Growing hop is a multi-year commitment. The first season, you just let it grow and establish its roots, which over time can reach up to twenty-five feet deep, reaching underground water resources. By the third year, it becomes important to dig up the mature rhizome “crowns” and divide the shoots for replanting or resale. Left alone over time the hop can become highly unmanageable, much like bind¬weed in fact. Growing hop is labor intensive. Even picking is tedious unless mechanized.
I began harvesting in early-September. You can tell when it is time to pick hop by feeling the cones with your fingers. If the outside petals feel and sound dry as you touch them, it is time to pick. If they feel soft and pliable, they are still ripening. My first batch yielded a half-gallon mason jar, once dried and cured. Fresh dried hops hold the highest values of aromatic properties and is ideal for home brewers, who typically produce about five gallons of beer at a time. A commercial brewer would need me to produce about a thousand half-gallon jars to create a viable local commercial product. I would need more grow space to supply a local commercial brewer. For now, we hope to find a following of local home brewers at the local growers markets who will enjoy our fresh dried Neomexicanus.

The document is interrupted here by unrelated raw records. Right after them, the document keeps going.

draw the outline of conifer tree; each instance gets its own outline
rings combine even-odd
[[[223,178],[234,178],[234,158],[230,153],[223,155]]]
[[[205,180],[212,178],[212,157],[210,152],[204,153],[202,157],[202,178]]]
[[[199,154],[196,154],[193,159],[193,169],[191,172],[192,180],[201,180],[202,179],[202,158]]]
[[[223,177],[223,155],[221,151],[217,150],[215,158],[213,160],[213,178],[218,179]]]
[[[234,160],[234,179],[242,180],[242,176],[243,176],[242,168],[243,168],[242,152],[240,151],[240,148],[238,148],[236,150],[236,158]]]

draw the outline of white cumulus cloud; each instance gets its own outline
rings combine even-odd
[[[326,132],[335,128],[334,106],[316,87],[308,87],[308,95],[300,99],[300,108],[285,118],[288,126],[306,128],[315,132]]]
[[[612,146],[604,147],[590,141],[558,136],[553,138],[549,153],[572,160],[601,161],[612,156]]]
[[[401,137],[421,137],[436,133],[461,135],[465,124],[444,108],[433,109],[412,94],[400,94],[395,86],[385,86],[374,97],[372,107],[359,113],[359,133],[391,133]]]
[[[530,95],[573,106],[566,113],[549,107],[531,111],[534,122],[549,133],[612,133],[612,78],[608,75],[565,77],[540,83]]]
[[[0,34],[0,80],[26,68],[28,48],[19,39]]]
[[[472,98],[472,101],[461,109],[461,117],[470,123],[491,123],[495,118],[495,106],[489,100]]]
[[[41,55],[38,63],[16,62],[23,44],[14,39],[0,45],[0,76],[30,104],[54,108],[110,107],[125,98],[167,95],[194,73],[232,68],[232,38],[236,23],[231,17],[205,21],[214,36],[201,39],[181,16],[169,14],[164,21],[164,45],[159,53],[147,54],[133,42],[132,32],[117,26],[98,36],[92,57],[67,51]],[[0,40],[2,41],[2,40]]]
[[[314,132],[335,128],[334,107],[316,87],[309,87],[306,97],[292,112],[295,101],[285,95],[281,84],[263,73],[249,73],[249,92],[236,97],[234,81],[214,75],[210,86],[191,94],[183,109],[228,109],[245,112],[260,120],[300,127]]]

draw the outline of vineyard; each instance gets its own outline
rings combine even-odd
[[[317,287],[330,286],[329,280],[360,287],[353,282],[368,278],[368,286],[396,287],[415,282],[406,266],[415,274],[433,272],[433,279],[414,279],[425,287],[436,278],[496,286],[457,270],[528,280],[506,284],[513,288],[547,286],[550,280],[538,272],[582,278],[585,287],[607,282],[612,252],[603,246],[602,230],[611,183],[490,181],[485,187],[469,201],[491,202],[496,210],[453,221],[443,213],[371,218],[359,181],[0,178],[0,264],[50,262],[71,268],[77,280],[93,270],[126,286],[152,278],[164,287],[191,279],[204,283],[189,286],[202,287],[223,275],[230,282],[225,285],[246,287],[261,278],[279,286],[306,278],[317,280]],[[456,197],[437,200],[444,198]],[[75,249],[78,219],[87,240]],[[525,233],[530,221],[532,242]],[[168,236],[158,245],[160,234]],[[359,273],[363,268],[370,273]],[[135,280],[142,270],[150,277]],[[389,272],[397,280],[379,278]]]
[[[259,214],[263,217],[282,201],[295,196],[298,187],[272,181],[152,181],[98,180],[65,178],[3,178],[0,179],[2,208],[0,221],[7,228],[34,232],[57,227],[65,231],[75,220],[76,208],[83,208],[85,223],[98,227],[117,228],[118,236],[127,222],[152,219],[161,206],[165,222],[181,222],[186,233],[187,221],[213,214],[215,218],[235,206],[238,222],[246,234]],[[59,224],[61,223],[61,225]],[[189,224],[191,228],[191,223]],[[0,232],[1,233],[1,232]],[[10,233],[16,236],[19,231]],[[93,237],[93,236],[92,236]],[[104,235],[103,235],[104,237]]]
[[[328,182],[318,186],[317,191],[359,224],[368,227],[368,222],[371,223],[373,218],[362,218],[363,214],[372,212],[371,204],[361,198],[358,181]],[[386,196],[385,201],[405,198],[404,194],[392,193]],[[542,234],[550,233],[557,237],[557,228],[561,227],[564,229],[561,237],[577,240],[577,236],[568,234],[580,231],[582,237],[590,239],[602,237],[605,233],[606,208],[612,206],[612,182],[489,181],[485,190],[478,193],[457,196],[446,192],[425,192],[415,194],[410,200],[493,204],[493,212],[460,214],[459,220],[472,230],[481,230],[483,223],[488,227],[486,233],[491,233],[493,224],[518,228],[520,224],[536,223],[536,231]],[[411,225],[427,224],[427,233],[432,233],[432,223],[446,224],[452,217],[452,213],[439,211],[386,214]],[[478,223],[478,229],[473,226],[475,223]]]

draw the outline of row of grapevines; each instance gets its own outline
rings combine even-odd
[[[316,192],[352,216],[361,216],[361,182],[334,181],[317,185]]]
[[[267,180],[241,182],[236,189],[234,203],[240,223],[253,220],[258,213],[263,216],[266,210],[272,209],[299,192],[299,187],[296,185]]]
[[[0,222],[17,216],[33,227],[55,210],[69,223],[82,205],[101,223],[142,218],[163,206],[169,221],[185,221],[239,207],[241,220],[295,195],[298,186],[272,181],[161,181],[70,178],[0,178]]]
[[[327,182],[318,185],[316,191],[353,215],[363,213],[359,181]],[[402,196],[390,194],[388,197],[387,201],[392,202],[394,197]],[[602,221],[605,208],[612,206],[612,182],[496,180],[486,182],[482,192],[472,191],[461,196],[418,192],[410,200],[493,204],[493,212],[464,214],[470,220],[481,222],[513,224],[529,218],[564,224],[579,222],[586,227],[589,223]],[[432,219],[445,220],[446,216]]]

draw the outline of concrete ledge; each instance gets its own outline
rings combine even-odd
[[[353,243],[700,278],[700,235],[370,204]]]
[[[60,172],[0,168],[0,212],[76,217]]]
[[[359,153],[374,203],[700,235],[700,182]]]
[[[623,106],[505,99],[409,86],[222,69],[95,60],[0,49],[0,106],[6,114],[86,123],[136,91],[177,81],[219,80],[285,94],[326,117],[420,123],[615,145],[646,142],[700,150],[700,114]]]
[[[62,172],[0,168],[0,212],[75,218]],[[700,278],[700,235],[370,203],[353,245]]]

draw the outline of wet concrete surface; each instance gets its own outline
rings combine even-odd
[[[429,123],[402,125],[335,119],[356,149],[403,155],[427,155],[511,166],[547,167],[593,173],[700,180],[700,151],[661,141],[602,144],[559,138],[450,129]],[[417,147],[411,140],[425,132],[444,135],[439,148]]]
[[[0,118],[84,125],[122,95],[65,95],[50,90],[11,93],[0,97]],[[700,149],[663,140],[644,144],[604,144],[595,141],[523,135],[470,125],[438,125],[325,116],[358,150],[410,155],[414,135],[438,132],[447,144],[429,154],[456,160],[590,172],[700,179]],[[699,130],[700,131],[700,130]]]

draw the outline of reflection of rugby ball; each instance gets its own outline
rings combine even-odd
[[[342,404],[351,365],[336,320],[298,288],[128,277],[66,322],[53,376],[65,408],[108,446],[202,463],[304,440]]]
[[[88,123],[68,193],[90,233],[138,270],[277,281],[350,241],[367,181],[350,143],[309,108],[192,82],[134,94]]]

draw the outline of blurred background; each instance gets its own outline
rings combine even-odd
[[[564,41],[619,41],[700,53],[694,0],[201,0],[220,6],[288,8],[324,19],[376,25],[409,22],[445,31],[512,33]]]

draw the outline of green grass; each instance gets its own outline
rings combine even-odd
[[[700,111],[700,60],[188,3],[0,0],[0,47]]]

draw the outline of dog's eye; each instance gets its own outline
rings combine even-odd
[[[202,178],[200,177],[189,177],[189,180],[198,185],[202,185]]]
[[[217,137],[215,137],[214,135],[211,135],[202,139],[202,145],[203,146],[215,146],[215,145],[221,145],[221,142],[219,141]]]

Just recently, Hop 313 received notice to vacate because the property (which we rented) had been sold. At first, we were devastated. Our labor of love seemed suddenly over. Unless we could find another suitable location and rebuild. Fortunately, within a couple of weeks we found a new home for Hop 313. We are relocating only a mile North, where our new grow space is fourfold larger and we have a functioning well pump for irrigation. And . . . there is NO BINDWEED!
Unquestionably this is an unexpected and abiding blessing for Hop 313. Dismantling the structures and replanting the first season over again is a setback — but eliminating the bindweed and expanding our grow space is significant. There is joy in growing hop and watching it climb. It is worth the extraordinary effort. Consider growing some Neomexicanus in your garden next year. But, be warned — you could become addicted.